Immobilization of lipase from Penicillium sp. section Gracilenta (CBMAI 1583) on different hydrophobic supports: modulation of functional properties

Abstract

Lipases are promising enzymes that catalyze the hydrolysis of triacylglycerol ester bonds at the oil/water interface. Apart from allowing biocatalyst reuse, immobilization can also affect enzyme structure consequently influencing its activity, selectivity, and stability. The lipase from Penicillium sp. section Gracilenta (CBMAI 1583) was successfully immobilized on supports bearing butyl, phenyl, octyl, octadecyl, and divinylbenzyl hydrophobic moieties wherein lipases were adsorbed through the highly hydrophobic opened active site. The highest activity in aqueous medium was observed for the enzyme adsorbed on octyl support, with a 150% hyperactivation regarding the soluble enzyme activity, and the highest adsorption strength was verified with the most hydrophobic support (octadecyl Sepabeads), requiring 5% Triton X-100 to desorb the enzyme from the support. Most of the derivatives presented improved properties such as higher stability to pH, temperature, and organic solvents than the covalently immobilized CNBr derivative (prepared under very mild experimental conditions and thus a reference mimicking free-enzyme behavior). A 30.8- and 46.3-fold thermostabilization was achieved in aqueous medium, respectively, by the octyl Sepharose and Toyopearl butyl derivatives at 60 °C, in relation to the CNBr derivative. The octyl- and phenyl-agarose derivatives retained 50% activity after four and seven cycles of p-nitrophenyl palmitate hydrolysis, respectively.
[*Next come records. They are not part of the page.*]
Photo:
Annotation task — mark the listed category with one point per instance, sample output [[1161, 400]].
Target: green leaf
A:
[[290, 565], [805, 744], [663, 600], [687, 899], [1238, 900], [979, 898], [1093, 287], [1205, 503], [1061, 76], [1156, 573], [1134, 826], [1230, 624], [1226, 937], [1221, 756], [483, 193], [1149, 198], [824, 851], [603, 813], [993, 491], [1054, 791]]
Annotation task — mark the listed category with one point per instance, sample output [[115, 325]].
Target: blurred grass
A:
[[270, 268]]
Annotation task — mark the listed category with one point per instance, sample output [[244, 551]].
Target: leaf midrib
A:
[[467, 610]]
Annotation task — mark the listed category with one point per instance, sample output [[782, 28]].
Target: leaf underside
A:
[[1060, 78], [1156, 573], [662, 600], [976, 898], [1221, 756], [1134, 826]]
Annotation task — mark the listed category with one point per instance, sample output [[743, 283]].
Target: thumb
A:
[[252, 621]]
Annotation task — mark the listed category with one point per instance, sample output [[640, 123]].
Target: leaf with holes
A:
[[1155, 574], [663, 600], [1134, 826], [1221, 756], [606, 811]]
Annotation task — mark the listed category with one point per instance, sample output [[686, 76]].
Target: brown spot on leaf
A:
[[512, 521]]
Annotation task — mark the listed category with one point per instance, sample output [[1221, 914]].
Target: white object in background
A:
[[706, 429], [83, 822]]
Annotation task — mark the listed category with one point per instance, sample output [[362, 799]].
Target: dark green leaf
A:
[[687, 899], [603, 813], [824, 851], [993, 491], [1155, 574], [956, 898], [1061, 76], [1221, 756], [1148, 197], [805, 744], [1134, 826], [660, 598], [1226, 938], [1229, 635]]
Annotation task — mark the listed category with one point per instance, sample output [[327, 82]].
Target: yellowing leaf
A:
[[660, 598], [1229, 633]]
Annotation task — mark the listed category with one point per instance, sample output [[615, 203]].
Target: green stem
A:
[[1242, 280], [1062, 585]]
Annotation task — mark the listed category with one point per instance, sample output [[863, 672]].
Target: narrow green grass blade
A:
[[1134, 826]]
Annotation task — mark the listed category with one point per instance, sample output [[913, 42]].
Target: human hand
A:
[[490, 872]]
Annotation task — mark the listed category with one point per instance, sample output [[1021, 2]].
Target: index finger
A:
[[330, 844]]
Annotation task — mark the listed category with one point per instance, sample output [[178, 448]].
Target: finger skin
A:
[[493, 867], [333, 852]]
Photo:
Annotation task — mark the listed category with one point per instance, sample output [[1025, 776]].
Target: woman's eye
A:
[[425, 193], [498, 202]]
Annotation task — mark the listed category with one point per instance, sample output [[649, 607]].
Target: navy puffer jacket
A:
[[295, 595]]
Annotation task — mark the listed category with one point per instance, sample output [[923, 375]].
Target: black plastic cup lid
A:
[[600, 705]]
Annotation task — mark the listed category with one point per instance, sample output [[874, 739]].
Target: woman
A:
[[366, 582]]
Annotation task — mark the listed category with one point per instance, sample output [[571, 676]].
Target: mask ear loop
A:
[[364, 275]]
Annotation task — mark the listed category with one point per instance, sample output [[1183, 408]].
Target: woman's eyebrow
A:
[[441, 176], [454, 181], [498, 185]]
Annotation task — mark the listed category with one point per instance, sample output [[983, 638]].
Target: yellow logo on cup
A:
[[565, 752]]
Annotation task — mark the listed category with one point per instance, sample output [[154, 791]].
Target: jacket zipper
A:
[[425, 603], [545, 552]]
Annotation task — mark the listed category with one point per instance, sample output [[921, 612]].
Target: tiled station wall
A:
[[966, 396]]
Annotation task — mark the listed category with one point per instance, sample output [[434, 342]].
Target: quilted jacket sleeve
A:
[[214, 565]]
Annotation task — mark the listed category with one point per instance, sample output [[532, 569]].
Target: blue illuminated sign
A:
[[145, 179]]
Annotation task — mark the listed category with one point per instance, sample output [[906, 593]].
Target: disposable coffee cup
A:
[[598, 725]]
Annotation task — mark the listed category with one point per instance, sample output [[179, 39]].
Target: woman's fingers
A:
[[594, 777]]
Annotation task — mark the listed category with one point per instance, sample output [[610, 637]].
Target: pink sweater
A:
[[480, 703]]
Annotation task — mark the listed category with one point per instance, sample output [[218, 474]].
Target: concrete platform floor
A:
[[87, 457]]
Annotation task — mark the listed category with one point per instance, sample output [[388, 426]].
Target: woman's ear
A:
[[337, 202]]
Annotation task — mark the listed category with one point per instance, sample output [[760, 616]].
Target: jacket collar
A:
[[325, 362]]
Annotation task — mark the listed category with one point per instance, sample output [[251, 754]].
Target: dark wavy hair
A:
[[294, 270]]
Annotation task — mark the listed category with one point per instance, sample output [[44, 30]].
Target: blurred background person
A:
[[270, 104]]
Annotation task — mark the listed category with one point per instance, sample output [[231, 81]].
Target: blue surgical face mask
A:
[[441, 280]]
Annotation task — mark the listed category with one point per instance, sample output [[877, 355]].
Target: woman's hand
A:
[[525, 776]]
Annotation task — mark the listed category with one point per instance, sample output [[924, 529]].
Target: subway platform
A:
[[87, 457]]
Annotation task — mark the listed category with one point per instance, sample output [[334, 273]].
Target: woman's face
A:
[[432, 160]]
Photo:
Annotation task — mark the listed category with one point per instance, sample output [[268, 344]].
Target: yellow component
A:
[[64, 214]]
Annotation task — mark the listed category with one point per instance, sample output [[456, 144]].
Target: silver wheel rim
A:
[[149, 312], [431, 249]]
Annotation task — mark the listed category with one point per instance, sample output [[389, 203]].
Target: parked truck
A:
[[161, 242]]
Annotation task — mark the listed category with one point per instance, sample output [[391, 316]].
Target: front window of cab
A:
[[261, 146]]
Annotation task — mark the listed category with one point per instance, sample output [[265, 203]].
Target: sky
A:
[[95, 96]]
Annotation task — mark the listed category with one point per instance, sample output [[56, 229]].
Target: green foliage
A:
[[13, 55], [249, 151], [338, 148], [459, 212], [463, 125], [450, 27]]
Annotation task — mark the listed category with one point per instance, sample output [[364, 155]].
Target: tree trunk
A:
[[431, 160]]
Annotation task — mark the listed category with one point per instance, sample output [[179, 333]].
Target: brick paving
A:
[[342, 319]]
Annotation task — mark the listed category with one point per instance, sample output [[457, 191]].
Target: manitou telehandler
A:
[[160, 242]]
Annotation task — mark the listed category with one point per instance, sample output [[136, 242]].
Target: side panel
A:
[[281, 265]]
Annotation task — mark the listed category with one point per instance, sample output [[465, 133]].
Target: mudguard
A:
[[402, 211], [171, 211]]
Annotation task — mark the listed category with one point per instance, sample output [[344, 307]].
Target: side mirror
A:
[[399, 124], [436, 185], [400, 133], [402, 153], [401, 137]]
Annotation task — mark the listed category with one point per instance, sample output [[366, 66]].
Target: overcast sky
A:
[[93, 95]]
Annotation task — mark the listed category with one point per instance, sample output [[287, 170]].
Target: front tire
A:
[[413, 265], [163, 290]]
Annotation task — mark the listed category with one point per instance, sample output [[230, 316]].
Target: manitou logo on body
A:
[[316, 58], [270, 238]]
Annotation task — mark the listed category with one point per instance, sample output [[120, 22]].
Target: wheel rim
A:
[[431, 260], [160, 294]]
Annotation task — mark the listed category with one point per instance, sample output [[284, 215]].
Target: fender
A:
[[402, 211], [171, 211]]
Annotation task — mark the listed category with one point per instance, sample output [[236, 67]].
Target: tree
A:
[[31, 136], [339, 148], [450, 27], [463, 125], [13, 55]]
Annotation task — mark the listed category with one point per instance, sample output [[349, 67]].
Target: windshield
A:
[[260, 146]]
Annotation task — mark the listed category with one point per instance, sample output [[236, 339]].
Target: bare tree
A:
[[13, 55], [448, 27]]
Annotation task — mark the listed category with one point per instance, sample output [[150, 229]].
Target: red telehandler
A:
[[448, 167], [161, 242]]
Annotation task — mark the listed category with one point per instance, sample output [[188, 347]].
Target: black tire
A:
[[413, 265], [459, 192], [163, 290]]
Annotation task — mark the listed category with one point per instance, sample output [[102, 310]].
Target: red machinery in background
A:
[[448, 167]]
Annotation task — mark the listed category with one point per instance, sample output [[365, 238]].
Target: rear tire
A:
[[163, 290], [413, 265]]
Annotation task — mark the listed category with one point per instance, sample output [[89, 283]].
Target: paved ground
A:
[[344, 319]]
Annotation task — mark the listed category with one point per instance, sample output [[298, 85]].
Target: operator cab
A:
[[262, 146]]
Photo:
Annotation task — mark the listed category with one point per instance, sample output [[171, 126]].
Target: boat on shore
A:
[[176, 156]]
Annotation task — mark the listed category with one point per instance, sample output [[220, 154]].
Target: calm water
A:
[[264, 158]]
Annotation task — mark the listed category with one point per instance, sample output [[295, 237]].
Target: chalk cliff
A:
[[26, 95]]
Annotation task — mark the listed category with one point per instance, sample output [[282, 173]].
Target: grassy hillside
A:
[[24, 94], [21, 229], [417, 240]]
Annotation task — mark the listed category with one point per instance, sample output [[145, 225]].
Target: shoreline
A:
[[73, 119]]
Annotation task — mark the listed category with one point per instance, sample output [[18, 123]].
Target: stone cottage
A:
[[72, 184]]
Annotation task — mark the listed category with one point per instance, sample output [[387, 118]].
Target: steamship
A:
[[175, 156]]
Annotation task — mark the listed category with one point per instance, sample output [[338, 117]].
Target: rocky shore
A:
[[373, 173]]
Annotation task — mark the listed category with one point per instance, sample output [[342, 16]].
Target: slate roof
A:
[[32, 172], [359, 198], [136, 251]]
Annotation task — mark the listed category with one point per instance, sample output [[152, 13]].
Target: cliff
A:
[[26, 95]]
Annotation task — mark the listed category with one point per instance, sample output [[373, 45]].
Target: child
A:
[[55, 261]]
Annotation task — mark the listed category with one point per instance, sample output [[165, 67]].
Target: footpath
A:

Different derivatives exhibited different properties regarding their properties for fish oil hydrolysis in aqueous medium and ethanolysis in anhydrous medium. The most active derivative in ethanolysis of fish oil was the enzyme adsorbed on a surface covered by divinylbenzyl moieties and it was 50-fold more active than the enzyme adsorbed on octadecyl support. Despite having identical mechanisms of immobilization, different hydrophobic supports seem to promote different shapes of the adsorbed open active site of the lipase and hence different functional properties.